あと、スーパーカーと見比べちゃうとアレなんですが、ホンダS660が3台展示されており、うち2台は自由に座るコトもできるようになってました。すげー人気で混み合っていたので、私は座ってませんけど。しかしコレ、無限仕様だとなかなかカッコいいじゃないですか。

ピットガレージを一通り見たあとは、ホスピタリティラウンジに戻り昼食にしました(ラウンジの食事は11時半から14時までの間の好きなタイミングで食べるコトが可能)。ボリュームもあって美味しゅうございました。

ピットウォーク

お昼からはピットウォーク。こちらも通常のチケットを持っていれば自由に参加できるので、非常に賑わっておりました。写真撮るの結構大変。

まずはマツダ787B。

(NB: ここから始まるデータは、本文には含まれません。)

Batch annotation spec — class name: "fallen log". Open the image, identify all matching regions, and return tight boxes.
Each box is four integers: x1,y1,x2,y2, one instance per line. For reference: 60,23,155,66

91年のルマンを制覇したマシンとして余りにも有名ですが、これはルマン仕様ではなく国内のJSPC(全日本スポーツプロトタイプカー耐久選手権)仕様。

あとで787Bと一緒にデモ走行するコトになる、日産R91CP。このクルマ、マツダ787Bがルマンを制した91年にJSPCでタイトルを獲得しているんですが、日産がモータースポーツ活動の規模を縮小した煽りでルマンは参戦してないんですよね。

85年のルマンに参戦したTOM’S 85C。シャシーを開発したのは国産コンストラクター童夢であり、それにトヨタエンジンを載せたマシン。そしてモータースポーツのスポンサーを始めて間もない頃のレイトンハウスロゴが注目ポイントですね。

も一つルマン参戦車両、サードMC8R。トヨタワークスではなく、紆余曲折の末サードが独自にSW20(MR2)をベースとしたシャシーセルシオの1UZ-FEを載せて開発したマシン。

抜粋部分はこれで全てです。